Thanks for a terrific article and relevant comments!

Data plane portion of SDN/NF will be implemented in silicon within “data forwarding engines.” But by DEFINITION, the control plane will be implemented in software on off the shelf compute servers!

Alan, there are several versions of virtualization within networking.
There’s virtualization via tunneling (or overlays).
Some folks consider the vSwitch as network virtualization.
Others merge these first two to talk of a virtualized network interface for an application (or its O/S), insulating it from the physical network (akin to what server virtualization does for server hardware).
Then there’s NFV – virtualization of specific network functions by moving them out of purpose-built gear into VMs on generic servers.

Each type has its own motivations and purposes.

I think Scott Lowe was rebutting Dave Sobel’s take on the purpose of network virtualization. Dave seems to think a vSwitch fits in to provide the network virtualization part in a DC where the goal is to increase and maximize VM use per server to bring down overall hardware costs. Maximizing VM use per server helps drive increased traffic to/from each server and hence through all the network hardware.
Scott’s right that being agile and flexible to deal with dynamic VMs comes before dealing with optimal use of hardware. You won’t even get to the latter if you don’t deal with the former first. Plus, I don’t think overlays by themselves ensure optimal traffic distribution through the physical network.

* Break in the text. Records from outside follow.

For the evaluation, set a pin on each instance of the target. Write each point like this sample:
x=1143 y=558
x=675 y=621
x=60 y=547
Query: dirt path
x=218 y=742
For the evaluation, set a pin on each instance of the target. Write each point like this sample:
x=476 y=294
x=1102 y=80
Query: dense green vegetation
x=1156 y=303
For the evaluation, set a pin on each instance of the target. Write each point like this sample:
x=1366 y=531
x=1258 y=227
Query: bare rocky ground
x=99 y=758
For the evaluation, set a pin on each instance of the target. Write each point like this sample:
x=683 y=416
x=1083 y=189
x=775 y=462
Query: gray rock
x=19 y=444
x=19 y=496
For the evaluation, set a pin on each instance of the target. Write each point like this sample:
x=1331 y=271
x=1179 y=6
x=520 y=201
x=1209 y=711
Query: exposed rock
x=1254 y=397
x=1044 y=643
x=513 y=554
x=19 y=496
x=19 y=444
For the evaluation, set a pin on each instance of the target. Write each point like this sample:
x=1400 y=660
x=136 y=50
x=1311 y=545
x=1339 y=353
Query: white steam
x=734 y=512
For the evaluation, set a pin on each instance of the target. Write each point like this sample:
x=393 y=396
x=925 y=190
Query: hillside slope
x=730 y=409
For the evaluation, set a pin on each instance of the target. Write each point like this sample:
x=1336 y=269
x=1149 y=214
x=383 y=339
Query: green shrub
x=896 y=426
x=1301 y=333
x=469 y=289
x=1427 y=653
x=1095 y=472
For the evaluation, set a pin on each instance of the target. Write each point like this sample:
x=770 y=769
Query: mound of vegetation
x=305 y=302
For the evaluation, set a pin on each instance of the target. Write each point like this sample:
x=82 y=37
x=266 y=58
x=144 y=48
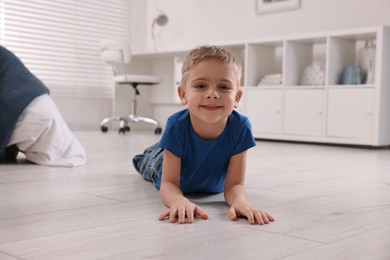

Ashwin, your comment is spot on. Virtualization within networking is not new (and not unique to VMware), but what is new (IMHO) is bringing the right abstraction to bear so that we can change the operational model. By leveraging all the techniques you mention (tunneling/encapsulation, a virtual switch at the edge, a decoupling of the control plane and the data plane, and virtualized network services a la NFV), users can actually change the way networks are provisioned and configured. Network virtualization isn’t about consolidation, it’s about the speed at which businesses can provision new services and respond to the market.